小夫家教授の人工光合成研究が成功したのは、バクテリアのクロロフィルが「スペシャルペア」という形で結合していることに気づいたのがきっかけだった。二分子のクロロフィルがはす向かいに結合した形(二量体)で、これが効率よく光を吸収し電子を放出する原因になっていると推測した。
このスペシャルペアをリング状に繋げる際には「自己組織化」という方法が使われた。生体内で行われている方法で、

タンパク質は遺伝子の情報によりアミノ酸を鎖状に連結して作られるが、この鎖を折りたたんだり、繋げたりして、十分に機能が発揮できるための複雑な構造をとるよう分子間の相互作用で自発的に調整する。この作用は遺伝子の情報に刻み込まれていないだけに、生命の神秘とも言われている。
小夫家教授は、この方法により、溶液中の成分を調節するだけで、見事にスペシャルペアの美しいリングを作り上げた。この物質は高いエネルギー伝達効率を示し、アンテナ物質であることが証明された。

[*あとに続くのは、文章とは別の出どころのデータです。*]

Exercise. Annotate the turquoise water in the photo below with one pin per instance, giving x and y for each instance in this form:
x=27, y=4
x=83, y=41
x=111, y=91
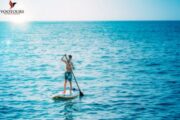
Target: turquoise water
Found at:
x=127, y=70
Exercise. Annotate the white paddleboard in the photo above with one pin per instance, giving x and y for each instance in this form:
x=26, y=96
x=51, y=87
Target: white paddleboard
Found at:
x=62, y=96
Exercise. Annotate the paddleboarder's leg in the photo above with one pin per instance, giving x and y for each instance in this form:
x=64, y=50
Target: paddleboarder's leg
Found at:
x=70, y=87
x=65, y=82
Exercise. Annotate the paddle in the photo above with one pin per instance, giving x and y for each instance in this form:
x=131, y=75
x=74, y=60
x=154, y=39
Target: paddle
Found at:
x=80, y=92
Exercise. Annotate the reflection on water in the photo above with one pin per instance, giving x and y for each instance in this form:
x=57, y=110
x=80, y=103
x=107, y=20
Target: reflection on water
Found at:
x=127, y=70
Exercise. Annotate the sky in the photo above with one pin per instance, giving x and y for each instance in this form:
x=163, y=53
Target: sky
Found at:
x=70, y=10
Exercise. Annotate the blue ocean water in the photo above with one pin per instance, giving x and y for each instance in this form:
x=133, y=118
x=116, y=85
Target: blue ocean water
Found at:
x=127, y=70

さらに、スペシャルペアを長大な鎖状に成長させたり、適当な長さに留めたり、自由自在に扱うことができた。金属の表面に結合させる「分子はんだ」も可能になった。これらの分子はいずれも光を吸収して電流を発生した。
このような人工光合成の研究は、化学からの生物学へのアプローチとして基礎研究に大きく役立っている。